Russia nuclear modernization with ICBMs on rail, new nuclear submarines and new liquid fueled ICBM

President Vladimir Putin says Russia will continue its ambitious military modernization program with a particular emphasis on nuclear strategic forces. Putin said the military is set to receive 50 new intercontinental ballistic missiles — a significantly higher number than in previous years.

As of March 2013, Russia had a military stockpile of approximately 4,300 nuclear warheads, of which roughly 1,600 strategic warheads were deployed on missiles and at bomber bases. Another 700 strategic warheads are in storage along with roughly 2,000 nonstrategic warheads. A large numberÑperhaps 3,500Ñof retired but still largely intact warheads await dismantlement

The Russian Strategic Missile Forces (RVSN, in Russian) confirmed December 26 the successful test firing of a RS-24 Yars intercontinental ballistic missile. Late in 2013, Russian President Vladimir Putin informed in a meeting with senior military officials that this type of more modern weaponry, capable of hitting up to four targets with a warhead, will gradually replace the RS-12M2 Topol-M.

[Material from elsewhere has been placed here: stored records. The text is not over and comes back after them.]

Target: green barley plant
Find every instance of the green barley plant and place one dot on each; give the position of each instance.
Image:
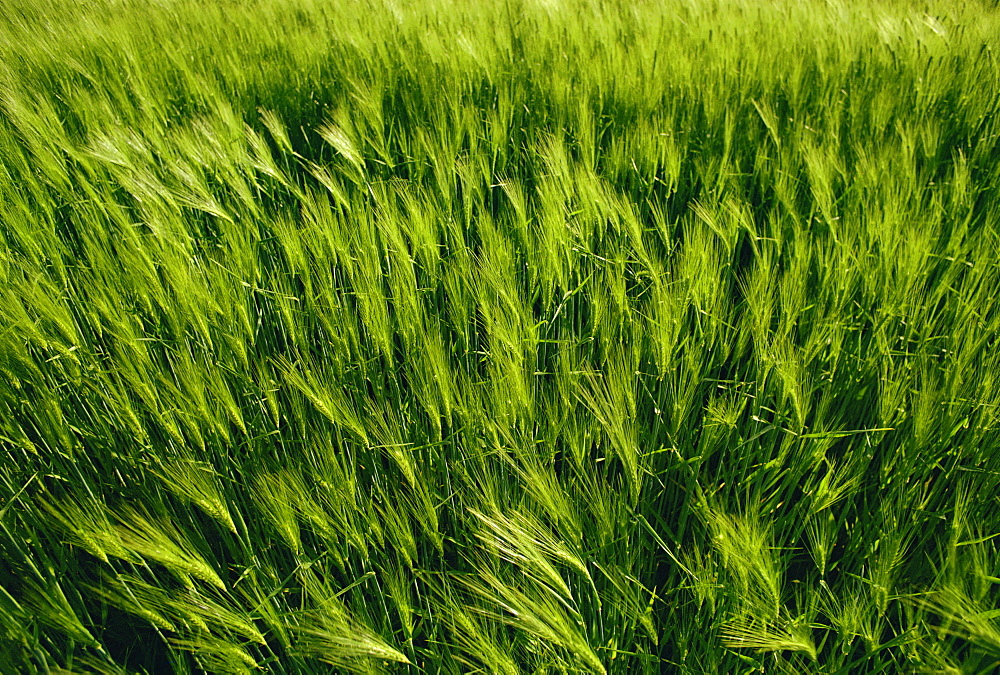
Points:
(538, 336)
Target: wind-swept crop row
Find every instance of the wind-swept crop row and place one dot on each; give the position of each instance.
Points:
(538, 337)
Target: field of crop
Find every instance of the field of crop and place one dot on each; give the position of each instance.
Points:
(536, 336)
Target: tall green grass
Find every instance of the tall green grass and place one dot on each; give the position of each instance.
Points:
(536, 336)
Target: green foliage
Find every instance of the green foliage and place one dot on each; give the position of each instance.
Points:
(564, 336)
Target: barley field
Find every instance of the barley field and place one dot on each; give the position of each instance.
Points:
(531, 336)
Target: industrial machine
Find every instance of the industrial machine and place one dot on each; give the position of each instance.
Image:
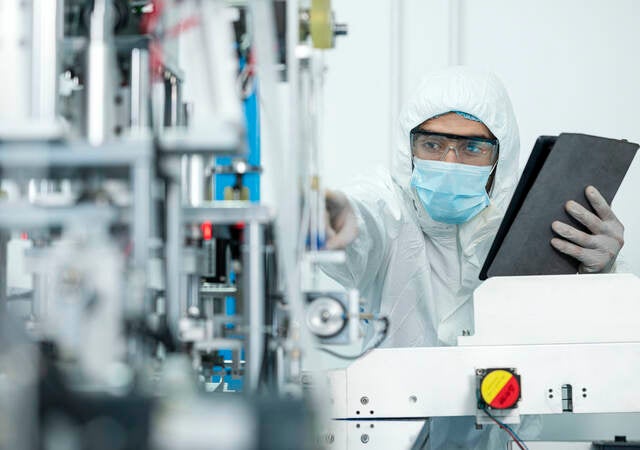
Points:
(542, 345)
(162, 306)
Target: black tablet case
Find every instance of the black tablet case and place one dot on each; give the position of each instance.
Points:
(559, 169)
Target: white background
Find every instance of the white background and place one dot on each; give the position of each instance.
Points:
(569, 66)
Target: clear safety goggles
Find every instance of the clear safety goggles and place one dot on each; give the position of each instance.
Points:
(469, 150)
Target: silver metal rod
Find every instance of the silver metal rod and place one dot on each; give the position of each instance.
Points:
(173, 256)
(99, 64)
(4, 241)
(141, 175)
(253, 297)
(47, 19)
(140, 90)
(39, 301)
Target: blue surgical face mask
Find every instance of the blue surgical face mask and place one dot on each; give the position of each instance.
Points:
(450, 192)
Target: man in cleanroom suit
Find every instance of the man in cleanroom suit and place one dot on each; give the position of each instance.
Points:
(415, 239)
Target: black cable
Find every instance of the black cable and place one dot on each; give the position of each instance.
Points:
(381, 338)
(508, 429)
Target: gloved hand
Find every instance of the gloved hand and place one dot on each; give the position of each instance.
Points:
(342, 225)
(597, 251)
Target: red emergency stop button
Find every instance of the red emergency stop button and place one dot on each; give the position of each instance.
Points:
(500, 388)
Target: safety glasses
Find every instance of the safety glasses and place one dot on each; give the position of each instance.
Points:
(468, 150)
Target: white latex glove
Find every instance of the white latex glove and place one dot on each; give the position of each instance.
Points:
(342, 225)
(597, 251)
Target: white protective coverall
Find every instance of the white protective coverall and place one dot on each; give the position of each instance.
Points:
(421, 273)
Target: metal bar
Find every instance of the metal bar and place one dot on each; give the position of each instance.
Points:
(253, 294)
(4, 240)
(141, 176)
(99, 64)
(14, 216)
(123, 153)
(227, 212)
(47, 30)
(173, 256)
(140, 90)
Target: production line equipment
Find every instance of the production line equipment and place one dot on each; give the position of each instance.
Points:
(542, 345)
(148, 299)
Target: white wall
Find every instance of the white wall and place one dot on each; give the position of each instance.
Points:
(569, 66)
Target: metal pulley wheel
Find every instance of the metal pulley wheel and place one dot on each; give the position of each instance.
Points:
(326, 317)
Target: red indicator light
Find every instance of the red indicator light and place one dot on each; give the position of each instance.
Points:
(207, 231)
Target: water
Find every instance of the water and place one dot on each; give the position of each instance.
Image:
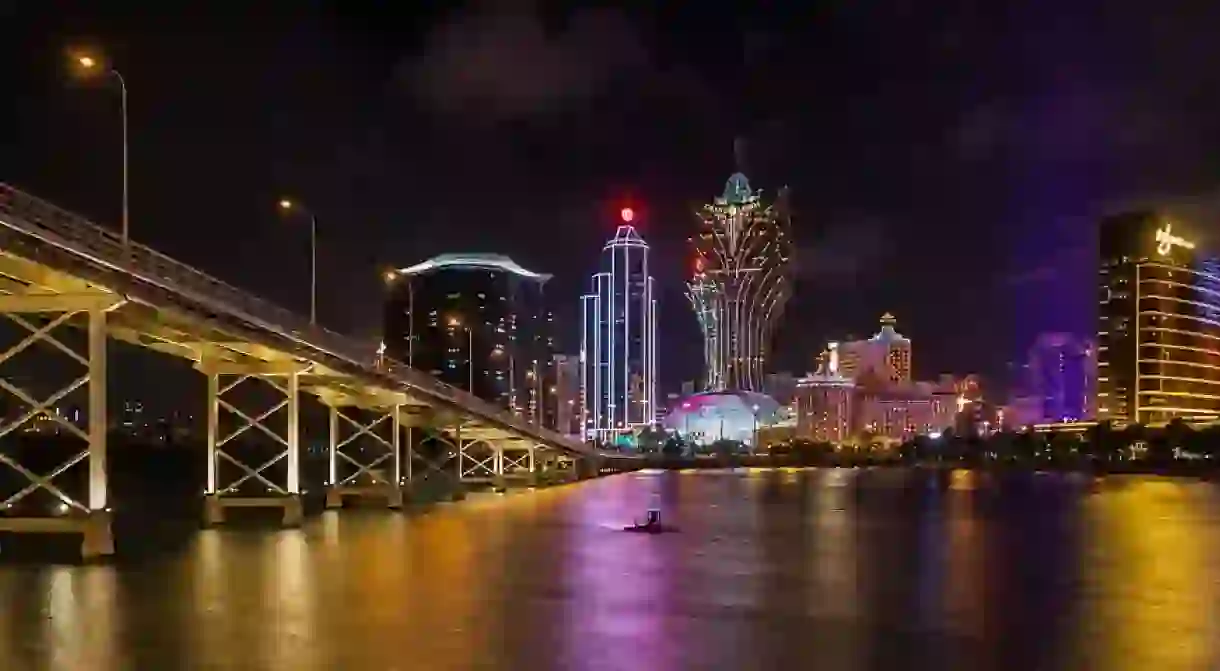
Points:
(822, 569)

Emplaced on a mobile platform, this modernized version of the RS-12M2 Topol-M differs mainly from its predecessor by being able to equip multiple reentry, independently targetable warheads.

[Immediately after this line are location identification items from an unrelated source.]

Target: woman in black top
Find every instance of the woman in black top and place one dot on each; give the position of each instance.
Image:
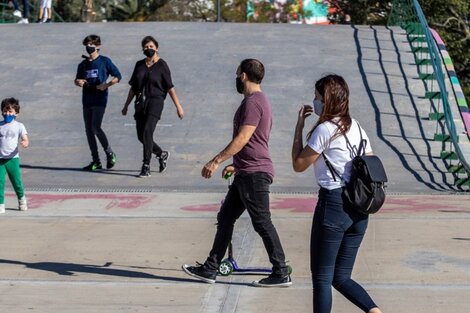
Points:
(150, 83)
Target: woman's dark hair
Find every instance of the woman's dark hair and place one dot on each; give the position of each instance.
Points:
(148, 39)
(253, 69)
(92, 39)
(335, 92)
(12, 103)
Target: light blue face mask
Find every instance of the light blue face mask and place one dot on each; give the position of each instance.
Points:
(8, 118)
(318, 106)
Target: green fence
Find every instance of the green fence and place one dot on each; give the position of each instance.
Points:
(409, 15)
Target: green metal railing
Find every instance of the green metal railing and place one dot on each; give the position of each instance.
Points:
(409, 15)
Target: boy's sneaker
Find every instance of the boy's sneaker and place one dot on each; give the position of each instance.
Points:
(93, 166)
(274, 281)
(110, 160)
(22, 204)
(163, 160)
(200, 272)
(145, 171)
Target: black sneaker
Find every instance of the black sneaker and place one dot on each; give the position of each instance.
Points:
(110, 160)
(145, 171)
(163, 160)
(200, 272)
(93, 166)
(273, 281)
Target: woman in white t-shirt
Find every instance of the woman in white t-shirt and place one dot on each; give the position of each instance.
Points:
(337, 230)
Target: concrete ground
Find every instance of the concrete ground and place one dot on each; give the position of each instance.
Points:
(122, 252)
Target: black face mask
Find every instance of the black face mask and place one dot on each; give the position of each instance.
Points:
(90, 49)
(149, 53)
(240, 86)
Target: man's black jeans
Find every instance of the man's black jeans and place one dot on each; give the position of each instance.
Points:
(248, 192)
(93, 117)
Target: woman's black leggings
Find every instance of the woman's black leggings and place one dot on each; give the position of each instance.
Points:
(145, 126)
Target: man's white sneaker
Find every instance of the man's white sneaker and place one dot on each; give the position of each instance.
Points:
(22, 204)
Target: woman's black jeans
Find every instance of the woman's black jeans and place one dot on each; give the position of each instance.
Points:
(248, 192)
(93, 117)
(145, 126)
(337, 233)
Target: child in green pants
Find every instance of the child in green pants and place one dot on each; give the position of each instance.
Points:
(11, 132)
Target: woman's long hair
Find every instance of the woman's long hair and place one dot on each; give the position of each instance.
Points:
(335, 92)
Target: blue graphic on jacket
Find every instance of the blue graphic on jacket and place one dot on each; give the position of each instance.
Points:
(8, 118)
(93, 73)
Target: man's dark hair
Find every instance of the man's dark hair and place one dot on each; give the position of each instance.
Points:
(253, 69)
(148, 39)
(11, 103)
(92, 39)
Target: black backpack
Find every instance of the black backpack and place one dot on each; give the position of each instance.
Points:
(365, 191)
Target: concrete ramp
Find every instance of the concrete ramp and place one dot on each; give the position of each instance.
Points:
(38, 64)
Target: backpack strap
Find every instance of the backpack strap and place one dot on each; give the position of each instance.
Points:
(334, 173)
(361, 150)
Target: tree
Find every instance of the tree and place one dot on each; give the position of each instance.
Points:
(360, 11)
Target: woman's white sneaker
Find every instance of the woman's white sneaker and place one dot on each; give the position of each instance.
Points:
(22, 204)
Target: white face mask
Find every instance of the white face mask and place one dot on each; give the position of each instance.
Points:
(318, 106)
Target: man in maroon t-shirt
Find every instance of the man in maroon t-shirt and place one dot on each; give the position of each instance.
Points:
(254, 174)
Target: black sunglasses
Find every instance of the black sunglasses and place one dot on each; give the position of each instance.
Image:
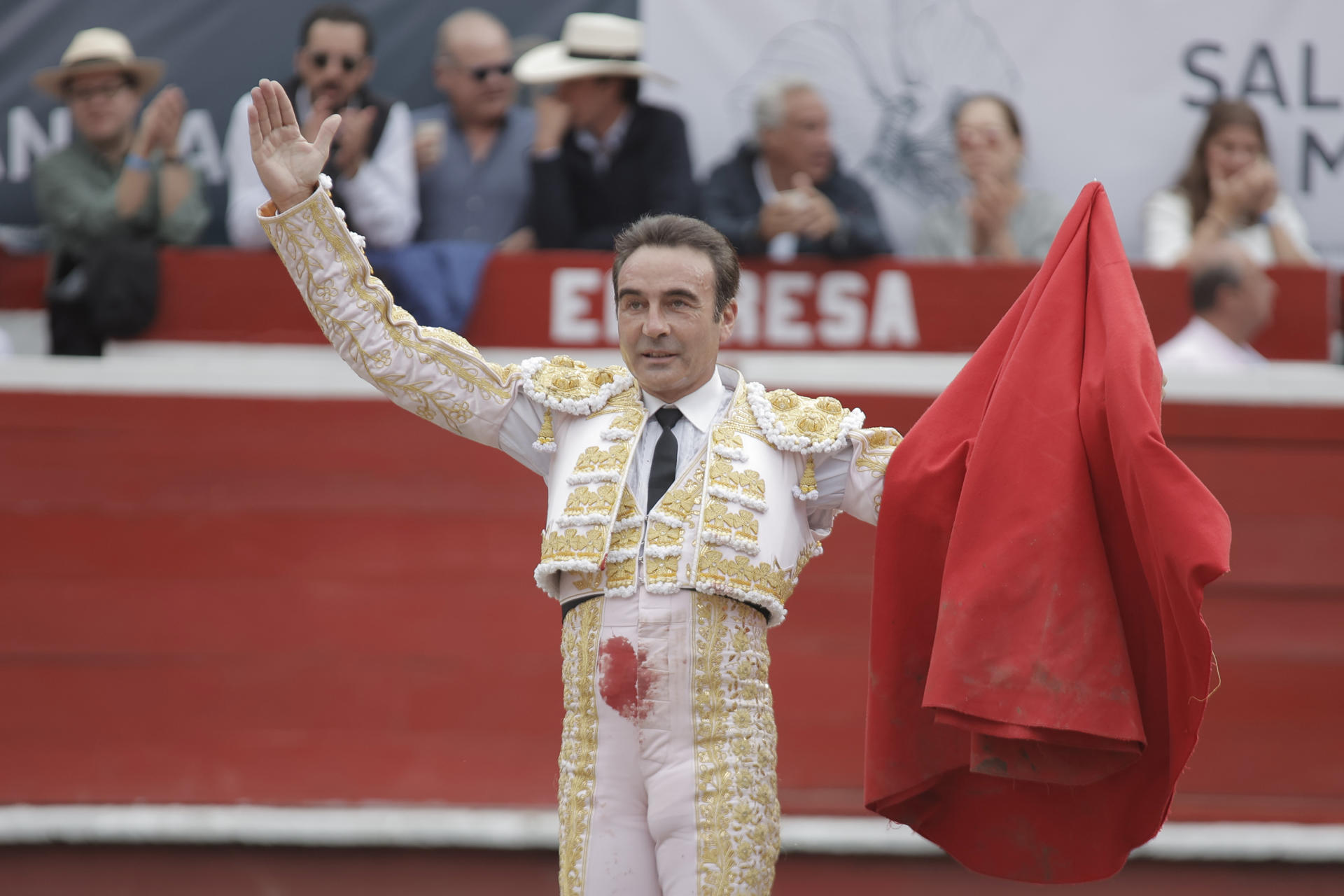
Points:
(482, 73)
(349, 64)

With a height of 43 meters and a thickness of two, it is able to carry 150- and 300-kt warheads, with a range close to the 10,000 kilometers.

Sergei Karakayev, commander of the Russian Strategic Missile Forces (RVSN) recently told reporters that by the year 2020, Russia plans to start inducting into active service the new heavy liquid-fuel ballistic missiles “Sarmat”. Russia is continuing with the modernization of its own strategic nuclear forces.

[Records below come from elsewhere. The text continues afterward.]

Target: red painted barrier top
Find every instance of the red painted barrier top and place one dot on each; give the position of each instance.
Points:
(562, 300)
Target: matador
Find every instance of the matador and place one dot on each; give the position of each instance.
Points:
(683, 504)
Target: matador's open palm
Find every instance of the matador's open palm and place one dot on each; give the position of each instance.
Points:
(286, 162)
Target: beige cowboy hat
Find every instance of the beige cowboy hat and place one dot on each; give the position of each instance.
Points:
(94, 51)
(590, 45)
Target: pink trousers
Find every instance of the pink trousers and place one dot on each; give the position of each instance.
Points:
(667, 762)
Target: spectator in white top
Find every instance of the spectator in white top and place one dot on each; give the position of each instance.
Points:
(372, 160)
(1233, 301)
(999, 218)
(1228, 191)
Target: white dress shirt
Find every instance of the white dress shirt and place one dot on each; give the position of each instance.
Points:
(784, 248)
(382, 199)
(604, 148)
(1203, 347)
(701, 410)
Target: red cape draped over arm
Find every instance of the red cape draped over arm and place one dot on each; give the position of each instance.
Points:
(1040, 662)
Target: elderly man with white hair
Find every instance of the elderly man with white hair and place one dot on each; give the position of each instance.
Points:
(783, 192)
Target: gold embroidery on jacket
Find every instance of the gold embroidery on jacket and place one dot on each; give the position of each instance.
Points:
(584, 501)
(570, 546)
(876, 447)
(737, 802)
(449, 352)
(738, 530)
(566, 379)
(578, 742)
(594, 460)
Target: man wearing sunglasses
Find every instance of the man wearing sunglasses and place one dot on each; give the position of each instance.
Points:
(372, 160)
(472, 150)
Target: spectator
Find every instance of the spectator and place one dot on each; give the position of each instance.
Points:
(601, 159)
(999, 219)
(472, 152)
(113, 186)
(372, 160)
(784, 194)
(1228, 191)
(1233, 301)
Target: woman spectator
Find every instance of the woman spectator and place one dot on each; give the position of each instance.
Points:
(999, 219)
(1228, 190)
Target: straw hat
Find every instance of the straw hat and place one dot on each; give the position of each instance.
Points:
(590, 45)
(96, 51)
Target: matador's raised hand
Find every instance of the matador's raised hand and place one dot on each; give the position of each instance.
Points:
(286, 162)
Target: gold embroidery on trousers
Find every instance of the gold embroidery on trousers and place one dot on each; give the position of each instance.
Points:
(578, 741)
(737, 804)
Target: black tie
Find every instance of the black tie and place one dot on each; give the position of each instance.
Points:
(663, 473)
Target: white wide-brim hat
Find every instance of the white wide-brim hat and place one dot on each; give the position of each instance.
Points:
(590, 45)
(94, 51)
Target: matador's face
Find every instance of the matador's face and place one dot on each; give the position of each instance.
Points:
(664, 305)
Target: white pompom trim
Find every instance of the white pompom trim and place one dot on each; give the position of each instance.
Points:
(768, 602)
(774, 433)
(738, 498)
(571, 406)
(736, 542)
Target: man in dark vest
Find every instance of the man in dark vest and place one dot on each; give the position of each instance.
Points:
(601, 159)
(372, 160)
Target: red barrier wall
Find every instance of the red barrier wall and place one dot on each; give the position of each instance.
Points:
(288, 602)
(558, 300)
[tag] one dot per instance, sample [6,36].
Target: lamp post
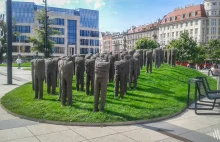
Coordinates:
[9,41]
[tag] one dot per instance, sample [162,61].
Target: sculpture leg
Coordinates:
[150,67]
[36,87]
[69,91]
[82,80]
[77,81]
[130,80]
[87,84]
[116,85]
[122,86]
[135,81]
[64,91]
[48,83]
[104,86]
[92,85]
[60,87]
[41,88]
[96,95]
[53,76]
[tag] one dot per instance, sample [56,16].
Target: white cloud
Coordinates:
[95,4]
[58,3]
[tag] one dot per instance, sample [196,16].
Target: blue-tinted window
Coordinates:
[84,42]
[21,39]
[61,30]
[57,40]
[96,50]
[89,18]
[57,21]
[72,32]
[22,29]
[94,42]
[84,51]
[91,50]
[86,33]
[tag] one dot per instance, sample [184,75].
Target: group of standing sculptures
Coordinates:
[124,68]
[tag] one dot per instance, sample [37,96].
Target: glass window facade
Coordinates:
[22,29]
[84,42]
[94,42]
[21,39]
[57,21]
[84,51]
[58,50]
[86,33]
[23,12]
[89,18]
[57,40]
[72,32]
[61,30]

In addition to the “Sarmat” missiles, work has begun on the creation of a new rail-based complex – “Barguzin”

according to a 2014 Rand study, mobile nuclear missile systems that depend on roads or rail lines visible via overhead imagery effectively shrink the target area and could significantly lower the number of missiles required to barrage mobile systems. In other words, clever targeting professionals could identify where the nukes are stowed, calculate where they’d be from the speed of the trains, and bombard everywhere along the rail lines that they might be.

Russia still retains more than 50 of the old huge Soviet missiles – RS-20, known in the West as Satan. These are the most powerful military missiles amongst the existing ones, capable of carrying ten warheads and with numerous means to prevail over missile defense systems. For these missiles, during the Soviet era, a powerful infrastructure was created, which included underground launching chambers, command posts, storage facilities, maintenance depots with all necessary communications and access to roads for transportation. On the whole, the infrastructure equipment was much more expensive than the missiles themselves. The “Sarmat” missile has been specially designed in such a way so that it is capable of utilizing the existing infrastructure.

SS-27 Replacement will be completed by 2024

Over the next decade, all Soviet-era ICBMs will be retired and replaced with a smaller force consisting of mainly five variants of one missile: the SS-27.

After more than a decade-and-a-half of introduction, the number of SS-27s now makes up a third of the ICBM force. By 2016, SS-27s will make up more than half of the force, and by 2024 all the Soviet-era ICBMs will be gone.

The new force will be smaller and carry fewer nuclear warheads than the old, but a greater portion of the remaining warheads will be on missiles carried on mobile launchers.

Russia deploys two versions of the SS-27 missile: the SS-27 Mod. 1, a single-warhead missile that comes in either mobile (RS-12M1) or silo-based (RS-12M2) variants, and the SS-27 Mod. 2 (RS-24), a road-mobile missile equipped with MIRVs. Deployment of the SS-27 Mod. 1 was completed in 2012 at a total of 78 missiles: 60 silo-based missiles with the 60th Missile Division in Tatishchevo and 18 road-mobile missiles with the 54th Guards Missile Division at Teykovo, northeast of Moscow. All new Russian ICBM deployments are MIRVed SS-27 Mod. 2 ICBMs, or RS-24 (Yars).

New Severodvinsk Class nuclear powered submarine

The first new nuclear-capable Severodvinsk-class (Yasen-class) nuclear-powered guided-missile attack submarine (SSGN) was delivered to the Russian navy in December 2013. A second sub is under construction, and the keel of the third sub was laid down in July 2013. A total of eight to 10 Yasen subs are planned. The submarine is equipped for nonstrategic nuclear weapons, including antisubmarine rockets, and has eight vertical launch tubes for cruise missiles.